Figure 6. Zbtb1 mRNA expression measured by quantitative PCR in lymphoid populations in wild type mice

A, spleen, PBMC, thymus, lymph node, bone marrow (BM), and bone marrow depleted of mature lineages (Lin –ve BM); B, thymocyte subsets, as described in Figure 4A; C, bone marrow progenitor populations, as described in Figure 4B. D and E, bone marrow and splenic B lineage subsets, as described in Figure 5; Y-axis shows copy numbers of Zbtb1 per 1000 copies of housekeeping gene HPRT. Data represent mean ± SD, 5 mice per group.

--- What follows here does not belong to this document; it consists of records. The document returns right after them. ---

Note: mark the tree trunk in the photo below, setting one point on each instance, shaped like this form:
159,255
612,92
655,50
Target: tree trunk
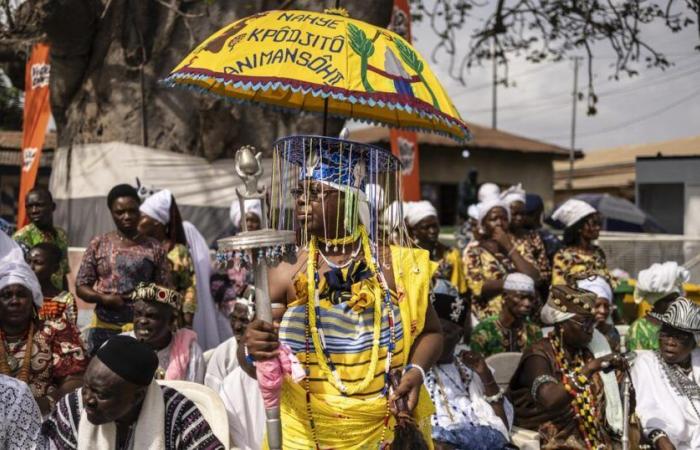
109,55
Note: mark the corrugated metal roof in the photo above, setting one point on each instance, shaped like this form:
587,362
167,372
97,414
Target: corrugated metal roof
12,140
483,138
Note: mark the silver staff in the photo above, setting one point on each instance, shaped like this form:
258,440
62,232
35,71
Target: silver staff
258,249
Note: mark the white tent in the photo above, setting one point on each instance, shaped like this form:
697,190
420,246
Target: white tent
83,175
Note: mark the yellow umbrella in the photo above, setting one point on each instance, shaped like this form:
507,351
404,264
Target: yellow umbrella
299,59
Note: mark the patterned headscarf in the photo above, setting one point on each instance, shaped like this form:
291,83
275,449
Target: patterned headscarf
682,314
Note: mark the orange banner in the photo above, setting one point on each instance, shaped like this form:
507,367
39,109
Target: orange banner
37,112
404,144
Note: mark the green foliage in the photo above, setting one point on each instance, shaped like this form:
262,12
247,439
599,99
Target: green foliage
10,106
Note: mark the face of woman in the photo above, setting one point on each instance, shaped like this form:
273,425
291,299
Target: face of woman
152,323
42,264
675,345
312,200
252,222
125,214
517,215
426,231
601,310
578,331
496,218
16,305
591,228
148,226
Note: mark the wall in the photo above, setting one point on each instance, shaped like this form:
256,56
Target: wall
443,165
685,170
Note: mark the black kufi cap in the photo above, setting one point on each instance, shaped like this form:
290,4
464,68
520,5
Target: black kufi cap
132,360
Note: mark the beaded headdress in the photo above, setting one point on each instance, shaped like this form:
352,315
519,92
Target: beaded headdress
682,314
367,176
151,292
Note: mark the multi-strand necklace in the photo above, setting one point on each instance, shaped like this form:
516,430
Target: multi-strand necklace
9,364
313,333
583,404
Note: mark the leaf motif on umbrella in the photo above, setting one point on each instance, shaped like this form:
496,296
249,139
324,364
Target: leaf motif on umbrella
364,47
409,56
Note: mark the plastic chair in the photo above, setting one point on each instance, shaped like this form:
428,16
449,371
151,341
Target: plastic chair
504,365
209,404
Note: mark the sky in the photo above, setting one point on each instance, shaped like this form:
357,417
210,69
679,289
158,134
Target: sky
654,106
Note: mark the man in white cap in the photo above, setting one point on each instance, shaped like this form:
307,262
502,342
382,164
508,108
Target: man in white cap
658,286
511,330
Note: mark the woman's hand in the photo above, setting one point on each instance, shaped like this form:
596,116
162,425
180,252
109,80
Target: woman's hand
112,301
502,239
606,363
261,339
476,362
409,388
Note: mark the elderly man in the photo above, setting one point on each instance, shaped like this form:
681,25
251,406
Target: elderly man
511,330
667,380
658,285
121,407
20,417
155,323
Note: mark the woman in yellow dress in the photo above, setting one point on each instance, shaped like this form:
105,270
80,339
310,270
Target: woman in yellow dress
579,254
357,308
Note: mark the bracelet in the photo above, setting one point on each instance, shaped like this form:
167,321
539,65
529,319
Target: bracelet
495,398
417,367
655,435
539,381
250,359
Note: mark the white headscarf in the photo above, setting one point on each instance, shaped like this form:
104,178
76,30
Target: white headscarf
211,326
487,191
157,206
598,285
19,272
473,212
572,211
251,206
414,212
551,316
488,205
519,282
515,193
660,280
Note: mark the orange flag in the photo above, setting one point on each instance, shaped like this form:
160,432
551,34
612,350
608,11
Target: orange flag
404,144
37,111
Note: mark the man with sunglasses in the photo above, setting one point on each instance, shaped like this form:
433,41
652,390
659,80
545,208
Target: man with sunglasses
565,386
667,380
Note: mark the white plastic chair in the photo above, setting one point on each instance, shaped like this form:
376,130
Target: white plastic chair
504,365
209,404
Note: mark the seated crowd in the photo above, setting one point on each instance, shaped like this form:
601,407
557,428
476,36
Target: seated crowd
160,306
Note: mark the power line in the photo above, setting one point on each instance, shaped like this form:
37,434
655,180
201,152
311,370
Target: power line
638,119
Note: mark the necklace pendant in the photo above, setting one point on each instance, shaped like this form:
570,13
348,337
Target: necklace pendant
12,363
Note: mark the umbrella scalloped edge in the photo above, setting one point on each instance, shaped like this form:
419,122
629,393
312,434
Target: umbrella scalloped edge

Figure 7. Zbtb1 protein detection by Western blotting

A, i. expression of tagged N-FLAG-hZBTB1 in nuclear extracts of transfected 293T cells. Upper panel: Anti-FLAG mAb (clone M2) detects the FLAG-tagged Zbtb1. Increasing proportions of nuclear extract from 293T cells transfected with the pTargeT-N-FLAG-hZBTB1 were mixed with extract from untreated cells, keeping the amount of protein loaded constant. The positive signal increased accordingly. Lower panel: anti-HDAC1 loading control. ii. nuclear localization of FLAG-tagged Zbtb1. Panel 1: Anti-FLAG in fractionated cytoplasmic vs. nuclear protein extracts of transfected 293T cells. Panels 2 and 3: HDAC1 and α1a-tubulin, nuclear and cytoplasmic controls, respectively. B, Western blot of 293T cell lysates 24 h (left) and 48 h (right) after transfection. Upper panel, probed with anti-FLAG antibody. Lanes: 1&5, control insert pEF-BOS-EGFP (green fluorescence to ensure efficient transfection); 2&6, N-FLAG-mZBTB1₇₁₃; 3&7, C-FLAG-mZBTB1₇₁₃; 4&8, plasmid with no insert. Anti-FLAG signal is at the expected 83 kDa. Middle and lower panels, hetero-dimerization after co-transfection, demonstrated by immunoprecipitation (IP) and reciprocal detection of FLAG-Zbtb1₇₁₃ and myc-Zbtb1₆₄₄. Lanes: 1, pEF-BOS-EGFP; 2, N-FLAG-Zbtb1₇₁₃; 3, C-FLAG- mZbtb1₇₁₃; 4, N-myc- Zbtb1₆₄₄; 5, C-myc-Zbtb1₆₄₄; 6, N-FLAG-Zbtb1₇₁₃ + N-myc-Zbtb1₆₄₄; 7, N-FLAG- Zbtb1₇₁₃ + C-myc-mZbtb1₆₄₄; 8, C-FLAG-Zbtb1₇₁₃ + N-myc-Zbtb1₆₄₄; 9, C-FLAG-Zbtb1₇₁₃ + C-myc-Zbtb1₆₄₄. C, schematic representation of an essential role of Zbtb1 during T lineage commitment.